Die Grünen vermissen einmal mehr "klare Ansagen"
Den Grünen dagegen geht die Strategie schon jetzt nicht weit genug. Klöckner setze "wieder einmal nur auf Freiwilligkeit statt auf Regulierung", sagt Renate Künast, selbst ehemalige Ernährungsministerin. "Wir brauchen klare Ansagen in allen Bereichen der Wertschöpfungskette." Ihr schwebt zum Beispiel ein Ausstieg aus der Massenproduktion in der Landwirtschaft vor oder eine Obergrenze für die Lebensmittelverschwendung in der Industrie.
So bleibt Klöckners Strategie auch eine Art Selbstversuch.

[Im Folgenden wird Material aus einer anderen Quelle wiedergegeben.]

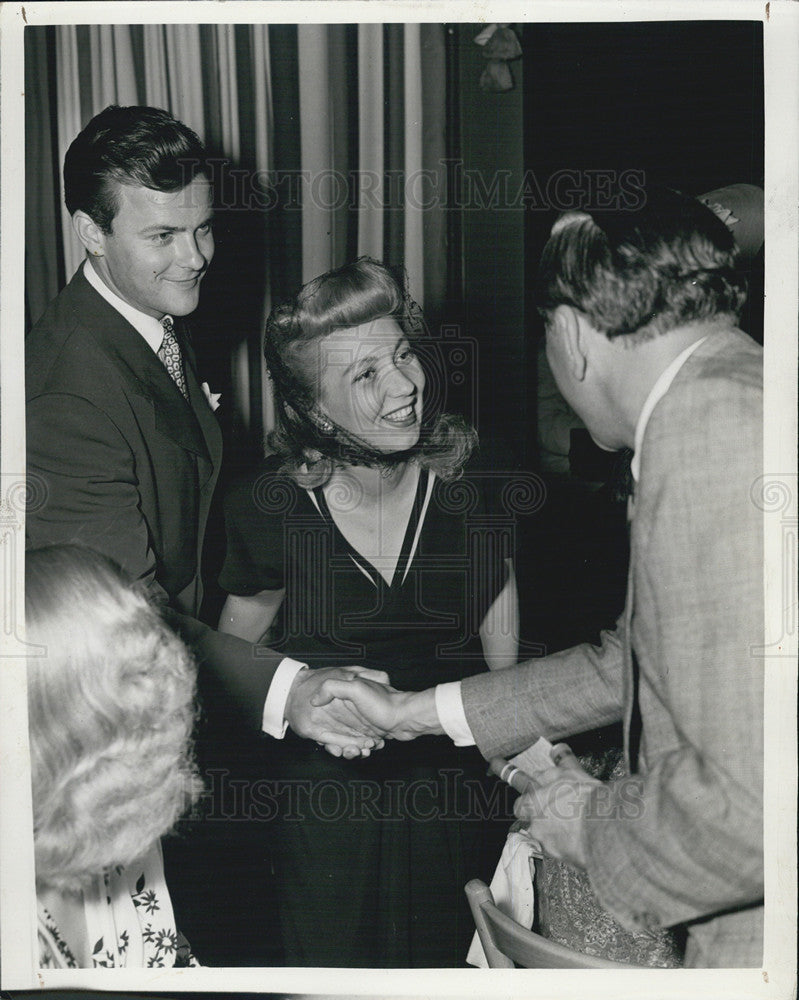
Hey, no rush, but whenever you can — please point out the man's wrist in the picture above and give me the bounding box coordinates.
[393,688,444,738]
[434,680,475,745]
[262,657,307,737]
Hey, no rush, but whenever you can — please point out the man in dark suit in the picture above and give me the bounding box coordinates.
[26,105,384,753]
[319,189,765,966]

Gelingt es, mit Aufklärung und Appellen, mit Arbeitsgruppen und viel gutem Willen, die Vergeudung einzudämmen? Helfen soll auch die Digitalisierung. Als besonders notorische Verschwender etwa gelten bislang junge Menschen, die nicht durch dieselbe Schule der Entbehrungen gegangen sind wie ihre Großeltern. Soziale Medien wie Instagram und Twitter will der Bund deshalb nun nutzen, um die Wertschätzung von Lebensmitteln auch bei jungen Menschen zu erhöhen. Und auch den Tafeln könnten digitale Kanäle helfen. Zuletzt nahmen sie 260 000 Tonnen Lebensmittel ab, meist leicht fleckige, aber noch sehr genießbare Produkte aus dem Einzelhandel. In der digitalen Welt könnten solche Überschüsse künftig noch leichter an die Bedürftigen gelangen, genau wie überzähliges Kantinenessen. Auch das soll nun erprobt werden.
Eine erste Zwischenbilanz muss der Bund 2025 ziehen, auch zu seinem Ansatz der Freiwilligkeit: Bis dahin, so will es EU-Richtlinie 2018/851, soll die Menge an Lebensmittelabfällen um 30 Prozent gesunken sein, bis 2030 soll sie sich halbiert haben. Die EU wiederum bezieht sich auf die 2015 erlassenen Nachhaltigkeitsziele der Vereinten Nationen. "Wir alle sind gefragt", sagt Ministerin Klöckner. "Und das fängt dort an, dass man selber riecht, schmeckt und probiert." Um dann am Ende zu entscheiden: Da geht noch was.